Ignacio Camacho-ABC
- Cuando la belleza artística habla por sí misma no necesita que nadie arrime el ascua a la sardina de su ideología
De un tiempo, ya largo, a hoy las exposiciones e incluso las colecciones de los museos han de atenerse a una intención semántica y formular un discurso, a ser posible ideológico o al menos relacionado con los grandes temas del momento. Así, la museografía contemporánea se ha llenado de interpretaciones y recorridos sobre el papel de la mujer, la mentalidad colonial, el problema climático o los movimientos migrantes, en un esfuerzo de adaptación que a veces roza la ucronía o sesga el contexto histórico en función de los grandes debates actuales.
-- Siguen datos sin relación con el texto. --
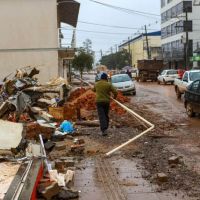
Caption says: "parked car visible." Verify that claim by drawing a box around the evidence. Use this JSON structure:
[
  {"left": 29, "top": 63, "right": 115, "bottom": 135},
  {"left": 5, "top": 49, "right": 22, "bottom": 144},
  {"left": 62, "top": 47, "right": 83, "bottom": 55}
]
[
  {"left": 157, "top": 69, "right": 179, "bottom": 85},
  {"left": 184, "top": 79, "right": 200, "bottom": 117},
  {"left": 174, "top": 70, "right": 200, "bottom": 99},
  {"left": 111, "top": 74, "right": 136, "bottom": 95}
]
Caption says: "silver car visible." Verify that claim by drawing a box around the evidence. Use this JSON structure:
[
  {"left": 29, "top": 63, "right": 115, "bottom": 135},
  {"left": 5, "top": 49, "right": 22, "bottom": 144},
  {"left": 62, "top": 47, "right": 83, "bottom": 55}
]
[
  {"left": 157, "top": 69, "right": 179, "bottom": 85},
  {"left": 111, "top": 74, "right": 136, "bottom": 95}
]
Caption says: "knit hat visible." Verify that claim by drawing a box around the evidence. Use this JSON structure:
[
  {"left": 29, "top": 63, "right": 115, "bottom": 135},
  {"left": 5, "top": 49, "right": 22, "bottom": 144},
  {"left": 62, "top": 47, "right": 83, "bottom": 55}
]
[{"left": 101, "top": 72, "right": 108, "bottom": 80}]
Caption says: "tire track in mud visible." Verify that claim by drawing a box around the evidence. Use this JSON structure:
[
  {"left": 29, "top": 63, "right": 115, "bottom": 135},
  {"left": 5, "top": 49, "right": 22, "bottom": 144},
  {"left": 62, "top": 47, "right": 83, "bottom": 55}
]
[{"left": 96, "top": 157, "right": 127, "bottom": 200}]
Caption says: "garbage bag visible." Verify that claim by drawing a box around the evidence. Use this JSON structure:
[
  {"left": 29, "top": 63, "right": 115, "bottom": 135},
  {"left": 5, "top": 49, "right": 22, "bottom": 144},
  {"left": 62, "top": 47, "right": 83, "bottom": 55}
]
[{"left": 60, "top": 120, "right": 74, "bottom": 133}]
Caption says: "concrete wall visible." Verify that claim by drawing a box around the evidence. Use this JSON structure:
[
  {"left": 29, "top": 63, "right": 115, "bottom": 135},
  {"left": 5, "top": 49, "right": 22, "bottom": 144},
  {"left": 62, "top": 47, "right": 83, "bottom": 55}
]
[{"left": 0, "top": 0, "right": 59, "bottom": 83}]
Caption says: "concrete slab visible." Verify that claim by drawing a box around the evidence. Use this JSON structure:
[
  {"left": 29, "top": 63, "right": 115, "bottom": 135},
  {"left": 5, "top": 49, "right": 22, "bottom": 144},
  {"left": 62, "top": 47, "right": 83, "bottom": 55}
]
[{"left": 0, "top": 120, "right": 23, "bottom": 150}]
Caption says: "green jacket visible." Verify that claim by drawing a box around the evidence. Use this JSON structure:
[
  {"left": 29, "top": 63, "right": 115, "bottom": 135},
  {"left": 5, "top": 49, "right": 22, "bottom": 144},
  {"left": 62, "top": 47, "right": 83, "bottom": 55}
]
[{"left": 93, "top": 80, "right": 117, "bottom": 103}]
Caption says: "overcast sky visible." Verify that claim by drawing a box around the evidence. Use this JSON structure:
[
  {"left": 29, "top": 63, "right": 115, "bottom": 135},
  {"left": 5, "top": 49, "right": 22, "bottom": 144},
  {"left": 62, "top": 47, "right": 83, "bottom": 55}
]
[{"left": 63, "top": 0, "right": 161, "bottom": 61}]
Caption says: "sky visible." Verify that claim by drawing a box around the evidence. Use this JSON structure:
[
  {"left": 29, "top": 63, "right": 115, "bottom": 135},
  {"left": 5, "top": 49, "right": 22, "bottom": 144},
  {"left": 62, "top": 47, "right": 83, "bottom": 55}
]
[{"left": 62, "top": 0, "right": 161, "bottom": 62}]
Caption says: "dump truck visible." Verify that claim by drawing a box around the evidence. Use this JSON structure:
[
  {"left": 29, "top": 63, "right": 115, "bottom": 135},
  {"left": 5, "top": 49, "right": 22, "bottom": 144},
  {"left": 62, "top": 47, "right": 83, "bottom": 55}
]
[{"left": 136, "top": 59, "right": 164, "bottom": 82}]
Sólo de vez en cuando pueden contemplarse ya muestras centradas en el propio valor del arte, en su significado inmanente como expresión creativa al margen de nuestras presentes prioridades.
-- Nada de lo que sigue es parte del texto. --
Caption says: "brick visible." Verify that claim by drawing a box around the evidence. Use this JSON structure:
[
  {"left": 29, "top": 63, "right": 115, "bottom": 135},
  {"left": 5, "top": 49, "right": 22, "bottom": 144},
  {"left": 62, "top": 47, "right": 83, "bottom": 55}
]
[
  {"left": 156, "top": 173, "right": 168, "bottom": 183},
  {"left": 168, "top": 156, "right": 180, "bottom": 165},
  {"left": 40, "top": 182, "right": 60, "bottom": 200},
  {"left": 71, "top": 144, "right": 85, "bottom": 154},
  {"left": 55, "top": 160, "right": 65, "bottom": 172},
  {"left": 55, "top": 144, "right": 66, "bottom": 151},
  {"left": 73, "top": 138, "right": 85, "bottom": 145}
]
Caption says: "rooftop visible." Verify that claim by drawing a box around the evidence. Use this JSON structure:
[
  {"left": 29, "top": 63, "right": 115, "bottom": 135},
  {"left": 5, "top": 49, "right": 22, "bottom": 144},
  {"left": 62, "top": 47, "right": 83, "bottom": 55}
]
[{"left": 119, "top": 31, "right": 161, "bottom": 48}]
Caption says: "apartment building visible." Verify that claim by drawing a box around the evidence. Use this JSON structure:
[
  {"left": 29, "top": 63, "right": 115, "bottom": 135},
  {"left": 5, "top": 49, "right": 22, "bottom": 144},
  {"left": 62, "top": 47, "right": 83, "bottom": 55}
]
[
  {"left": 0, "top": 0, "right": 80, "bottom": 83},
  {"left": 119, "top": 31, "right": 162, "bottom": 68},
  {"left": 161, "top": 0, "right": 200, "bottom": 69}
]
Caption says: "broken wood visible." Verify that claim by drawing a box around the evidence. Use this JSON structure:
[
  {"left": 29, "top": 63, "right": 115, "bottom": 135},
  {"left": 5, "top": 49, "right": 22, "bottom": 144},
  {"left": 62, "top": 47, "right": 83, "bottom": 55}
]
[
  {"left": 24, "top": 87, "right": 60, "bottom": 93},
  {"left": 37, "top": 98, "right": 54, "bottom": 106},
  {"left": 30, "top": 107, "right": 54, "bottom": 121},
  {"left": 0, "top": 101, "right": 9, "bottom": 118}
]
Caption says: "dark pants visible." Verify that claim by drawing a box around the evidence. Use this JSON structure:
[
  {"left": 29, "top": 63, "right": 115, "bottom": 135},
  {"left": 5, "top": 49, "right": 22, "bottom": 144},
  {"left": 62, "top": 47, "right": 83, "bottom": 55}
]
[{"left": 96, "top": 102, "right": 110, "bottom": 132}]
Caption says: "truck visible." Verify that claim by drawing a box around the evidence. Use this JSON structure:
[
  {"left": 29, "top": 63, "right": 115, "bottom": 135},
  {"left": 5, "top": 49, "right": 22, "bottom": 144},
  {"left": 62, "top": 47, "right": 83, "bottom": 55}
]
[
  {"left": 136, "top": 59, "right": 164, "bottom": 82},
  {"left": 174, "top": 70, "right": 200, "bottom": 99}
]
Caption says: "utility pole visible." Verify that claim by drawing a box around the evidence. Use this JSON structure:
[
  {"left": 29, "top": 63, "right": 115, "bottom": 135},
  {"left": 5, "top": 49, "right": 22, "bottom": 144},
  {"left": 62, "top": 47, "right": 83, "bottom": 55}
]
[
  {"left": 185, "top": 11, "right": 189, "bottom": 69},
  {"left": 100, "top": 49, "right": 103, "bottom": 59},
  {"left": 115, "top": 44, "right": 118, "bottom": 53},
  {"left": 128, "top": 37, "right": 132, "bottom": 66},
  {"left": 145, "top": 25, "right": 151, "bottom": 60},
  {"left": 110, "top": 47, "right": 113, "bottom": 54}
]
La de Paolo Veronese en el Prado es una de ellas. El director de la institución, Miguel Falomir, y el experto italiano Enrico Maria dal Pozzolo han reunido en la ampliación de Moneo más de un centenar de piezas maestras procedentes de la colección española y de las principales galerías europeas –París, Londres, Florencia, Viena, el Vaticano– sin otro objetivo que el de explicar las claves estéticas del artista veneciano que fascinó a Velázquez, Delacroix o Cezanne, y que junto con Tintoretto y Tiziano compone el triángulo esencial que convirtió a la Serenísima en uno de los grandes polos magnéticos de la pintura renacentista. Una monografía cuya dirección intelectual, el ‘comisariado’, constituye una formidable demostración de rigor académico y de inteligencia narrativa.
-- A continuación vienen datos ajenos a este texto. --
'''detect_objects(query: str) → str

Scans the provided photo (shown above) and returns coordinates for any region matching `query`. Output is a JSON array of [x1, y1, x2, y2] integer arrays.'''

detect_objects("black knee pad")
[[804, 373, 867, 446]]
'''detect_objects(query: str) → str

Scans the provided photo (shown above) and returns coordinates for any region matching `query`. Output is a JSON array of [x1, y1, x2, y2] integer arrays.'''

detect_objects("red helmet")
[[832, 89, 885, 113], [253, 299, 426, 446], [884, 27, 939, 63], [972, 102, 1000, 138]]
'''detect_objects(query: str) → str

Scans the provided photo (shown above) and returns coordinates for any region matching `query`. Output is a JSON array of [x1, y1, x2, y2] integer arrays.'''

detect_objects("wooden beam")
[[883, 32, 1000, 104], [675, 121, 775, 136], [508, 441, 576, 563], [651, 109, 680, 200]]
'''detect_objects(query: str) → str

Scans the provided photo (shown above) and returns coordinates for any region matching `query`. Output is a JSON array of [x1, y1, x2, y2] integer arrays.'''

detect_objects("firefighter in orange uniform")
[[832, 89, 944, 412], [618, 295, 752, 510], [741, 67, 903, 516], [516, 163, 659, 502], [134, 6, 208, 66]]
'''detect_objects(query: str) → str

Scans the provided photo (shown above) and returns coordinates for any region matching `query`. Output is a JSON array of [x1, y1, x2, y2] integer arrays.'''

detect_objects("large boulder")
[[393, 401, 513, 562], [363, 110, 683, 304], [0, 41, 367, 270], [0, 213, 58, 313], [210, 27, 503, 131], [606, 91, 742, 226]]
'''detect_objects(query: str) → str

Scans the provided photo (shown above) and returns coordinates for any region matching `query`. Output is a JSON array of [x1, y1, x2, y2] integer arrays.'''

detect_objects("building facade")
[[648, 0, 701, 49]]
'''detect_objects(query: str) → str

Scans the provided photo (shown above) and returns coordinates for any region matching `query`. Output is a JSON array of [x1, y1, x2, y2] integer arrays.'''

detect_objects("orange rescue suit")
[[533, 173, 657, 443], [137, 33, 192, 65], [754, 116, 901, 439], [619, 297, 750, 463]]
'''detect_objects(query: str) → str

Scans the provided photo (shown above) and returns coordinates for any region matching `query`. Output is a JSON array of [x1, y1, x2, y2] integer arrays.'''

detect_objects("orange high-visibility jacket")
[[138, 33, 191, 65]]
Veronese no emociona. Es la suya una pintura sensual, elegante, lujosa, sofisticada, decorativa, de enorme solvencia técnica y sensacional atractivo colorista. Con eso le bastó para consagrarse como un referente de su época y vivir con comodidad a base de encargos para palacios e iglesias cuando Venecia se resistía a pasar del esplendor a la decadencia. Pero no conmueve como Fra Angelico, no estremece como Caravaggio, no asombra como Miguel Ángel, no inventa como Leonardo. No es un rebelde de halo romántico ni un precursor sino un estilista suntuario en cuyos paisajes y escenas mitológicas aflora la sintonía con la arquitectura de su coetáneo Palladio.
Y eso es lo que ‘narra’ la exposición, con enorme éxito de público. Una documentada incursión en un influyente capítulo de la historia del arte sin otra intencionalidad añadida que la del encuadre de una documentación explicativa pertinente, precisa, escrupulosa, científica. Cuando la belleza habla por sí misma no necesita que nadie arrime el ascua a su propia sardina. Y al final, ya cerca de la salida, una Crucifixión sobre pizarra negra desmiente de golpe toda la ampulosidad retórica acumulada sobre el espectador con la fuerza emotiva de una ráfaga sombría. Ahí está ya, como una sorpresa escondida bajo la luz tenue de una vitrina, el barroco que apunta el vigor contrarreformista.